A few days later my dad was demonstrating them the grocery store. In the checkout line the cashier understood the girl’s bruised up legs and asked what happened. The daughter responded with “What did you tell me to say, father? Oh right! I fell down the stairs.”

He had a fun time explaining that to the police.

# 3

It was my third day at my new office chore. When I washed my hands my gasps touched the counter top which was covered with sea. Naturally I now look like I pissed myself and had a giant 6 by 6 soaked area around my crotch. I couldnt walk around with that so I thought to use the hand dryer. Nonetheless, the hand dryer was the different types that you stick your hands in instead under. So I line up and basically mount this hand dryer like I am looking for a good time. I look at myself in the reflect and as I start believing “this wont appear good if…” and of course the CIO walks in before I could finish the thoughts and react. He looks at me and in deadpan voice says “Do I need to call HR? ” to which I responded “No, its consensual.” We had a good chuckle about it and he never let me forget that minute!

# 4

This is one of my mommas absolute favorite stories to tell:

My partner and I were in a kind of long distance relationship at this phase( high schoolers living 40 mins apart) and they are able to occasionally drive up after school to come see me

On this particular day my mommy came home from operate and was concerned with the lack of sound.

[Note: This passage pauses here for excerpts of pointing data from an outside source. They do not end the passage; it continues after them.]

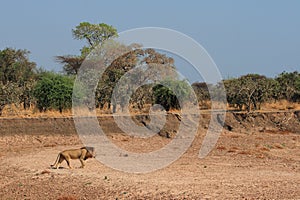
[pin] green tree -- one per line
(170, 92)
(17, 77)
(249, 91)
(53, 91)
(94, 34)
(289, 83)
(202, 92)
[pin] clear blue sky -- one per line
(241, 36)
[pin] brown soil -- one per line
(259, 158)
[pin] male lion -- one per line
(82, 154)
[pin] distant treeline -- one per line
(22, 83)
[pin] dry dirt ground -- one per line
(258, 165)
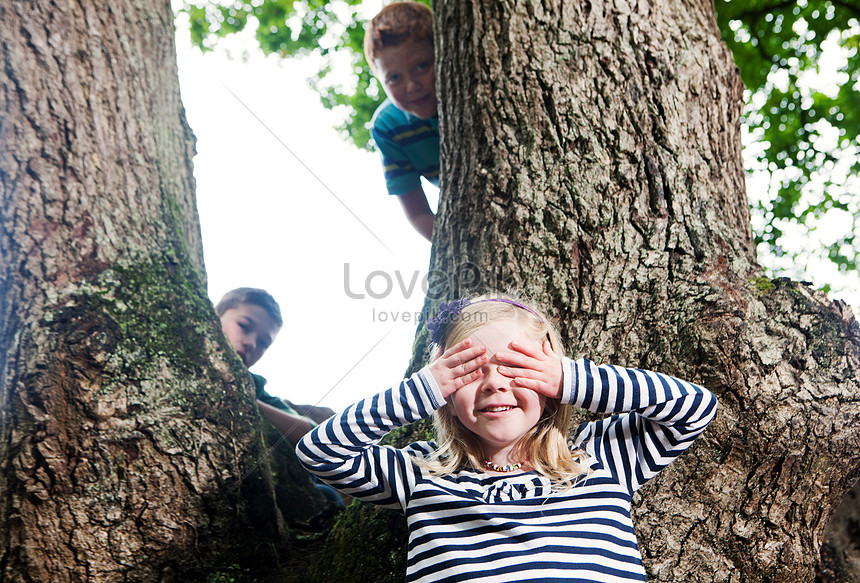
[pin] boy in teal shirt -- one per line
(398, 46)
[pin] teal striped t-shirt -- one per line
(409, 146)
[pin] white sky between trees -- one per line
(268, 222)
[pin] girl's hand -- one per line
(459, 366)
(538, 370)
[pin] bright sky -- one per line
(286, 205)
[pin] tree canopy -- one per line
(801, 115)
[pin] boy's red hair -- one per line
(395, 24)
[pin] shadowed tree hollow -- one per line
(591, 157)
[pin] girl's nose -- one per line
(493, 379)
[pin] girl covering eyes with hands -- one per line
(503, 494)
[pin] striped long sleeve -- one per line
(471, 526)
(656, 417)
(343, 451)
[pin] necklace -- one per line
(504, 468)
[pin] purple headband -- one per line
(448, 311)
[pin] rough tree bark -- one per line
(592, 158)
(126, 420)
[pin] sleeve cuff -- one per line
(433, 391)
(568, 380)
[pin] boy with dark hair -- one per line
(398, 46)
(251, 319)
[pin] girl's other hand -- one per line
(459, 366)
(538, 370)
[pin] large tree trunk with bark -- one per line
(592, 158)
(127, 423)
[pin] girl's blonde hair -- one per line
(545, 446)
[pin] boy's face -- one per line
(250, 330)
(408, 74)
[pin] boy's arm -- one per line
(293, 426)
(418, 211)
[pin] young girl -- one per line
(501, 497)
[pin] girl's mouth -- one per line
(497, 409)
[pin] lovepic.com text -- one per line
(395, 316)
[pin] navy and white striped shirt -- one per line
(409, 146)
(471, 526)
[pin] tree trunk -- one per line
(591, 157)
(126, 421)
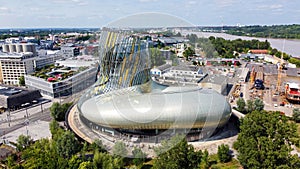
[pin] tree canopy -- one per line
(223, 153)
(176, 154)
(58, 111)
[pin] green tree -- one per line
(74, 162)
(177, 153)
(241, 105)
(23, 142)
(296, 115)
(58, 111)
(106, 161)
(86, 165)
(67, 145)
(139, 156)
(55, 130)
(223, 153)
(205, 160)
(250, 106)
(22, 81)
(119, 149)
(265, 141)
(188, 52)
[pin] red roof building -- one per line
(259, 51)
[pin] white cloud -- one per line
(192, 2)
(225, 3)
(4, 9)
(274, 7)
(148, 0)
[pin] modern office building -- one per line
(19, 48)
(125, 101)
(15, 65)
(13, 97)
(64, 79)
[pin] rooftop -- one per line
(164, 67)
(8, 91)
(215, 79)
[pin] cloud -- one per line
(5, 11)
(192, 2)
(274, 7)
(225, 3)
(148, 0)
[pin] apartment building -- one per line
(15, 65)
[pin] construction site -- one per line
(277, 86)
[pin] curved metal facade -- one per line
(125, 97)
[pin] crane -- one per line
(280, 67)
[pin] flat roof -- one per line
(8, 91)
(215, 79)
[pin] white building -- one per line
(69, 51)
(13, 66)
(19, 48)
(79, 80)
(160, 70)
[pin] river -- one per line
(289, 46)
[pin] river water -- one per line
(291, 47)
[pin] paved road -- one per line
(45, 116)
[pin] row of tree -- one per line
(274, 31)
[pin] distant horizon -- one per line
(150, 27)
(94, 14)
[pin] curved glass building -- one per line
(125, 100)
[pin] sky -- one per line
(99, 13)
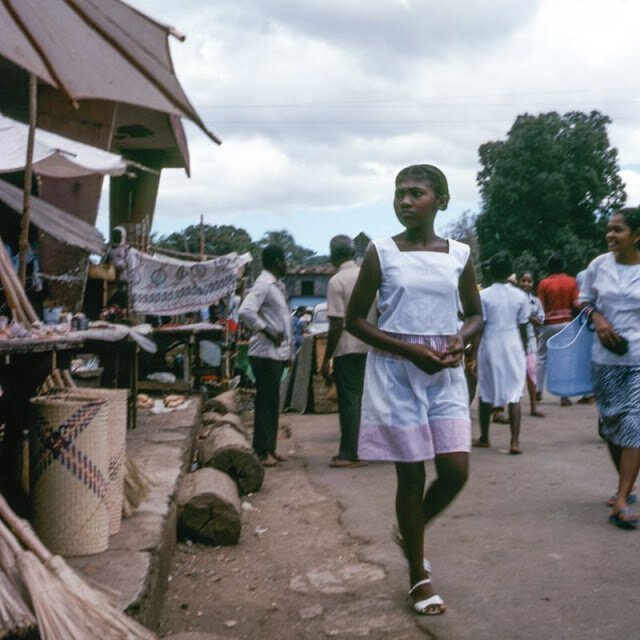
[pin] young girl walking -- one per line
(502, 366)
(415, 402)
(536, 318)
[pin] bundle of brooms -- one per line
(37, 586)
(21, 308)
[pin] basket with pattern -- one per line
(117, 401)
(69, 462)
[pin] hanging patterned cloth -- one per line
(159, 285)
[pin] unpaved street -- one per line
(526, 552)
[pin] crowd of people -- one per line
(411, 336)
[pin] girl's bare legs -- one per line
(414, 509)
(514, 424)
(485, 418)
(533, 402)
(628, 469)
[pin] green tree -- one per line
(294, 253)
(550, 186)
(218, 240)
(464, 230)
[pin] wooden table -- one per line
(189, 335)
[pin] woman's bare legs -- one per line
(414, 509)
(628, 468)
(533, 402)
(485, 419)
(514, 424)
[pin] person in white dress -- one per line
(502, 366)
(536, 318)
(415, 405)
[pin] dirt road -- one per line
(526, 552)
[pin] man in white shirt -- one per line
(349, 354)
(266, 313)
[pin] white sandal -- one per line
(396, 537)
(422, 606)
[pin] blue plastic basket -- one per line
(569, 359)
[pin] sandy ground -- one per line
(525, 552)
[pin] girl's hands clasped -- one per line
(432, 361)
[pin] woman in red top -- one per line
(558, 293)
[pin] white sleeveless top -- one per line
(419, 290)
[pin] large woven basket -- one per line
(117, 401)
(69, 474)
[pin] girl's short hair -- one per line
(428, 173)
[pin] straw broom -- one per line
(16, 619)
(137, 485)
(66, 606)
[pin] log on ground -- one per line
(213, 419)
(225, 402)
(209, 509)
(228, 450)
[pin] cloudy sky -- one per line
(319, 103)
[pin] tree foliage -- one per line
(463, 229)
(222, 239)
(294, 253)
(550, 186)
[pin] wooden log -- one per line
(226, 402)
(228, 450)
(209, 508)
(210, 417)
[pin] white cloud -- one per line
(320, 103)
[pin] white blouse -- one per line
(419, 290)
(615, 291)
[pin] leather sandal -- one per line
(422, 607)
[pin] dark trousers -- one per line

I hear her calling my name as she comes closer, she eventually gets to my closed bedroom door not wanting to see what I’m sure every parent is looking forward to by this point

She swings it open and observes my partner and I

…..putting together our brand new Millennium Falcon( full size for act figures) that we had just bought from Toys R us

My dog retained stepping on the pieces and messing things up in his dopiness so we shut the door

After that she never worried about us being alone.

Honestly think this might be the moment where my mom decided she wanted to adopt my partner.

Sometimes, I’m not sure who she loves more ……. s/

Btw – My partner and I got married this year and we still have that Millennium Falcon

# 5

I used to take my kids to different playgrounds as they were growing up. Often times I’d be out there with them, chasing them, being the random monster/ dragon/ foe while they run away and then eventually turn around and chase me back. Unavoidably since the rest of the parents were on their iPhones or doing anything but interacting with their kids, I’d end up with a collect who wanted to join in the fun.

It was all going well until they said they wanted to play “Minecraft”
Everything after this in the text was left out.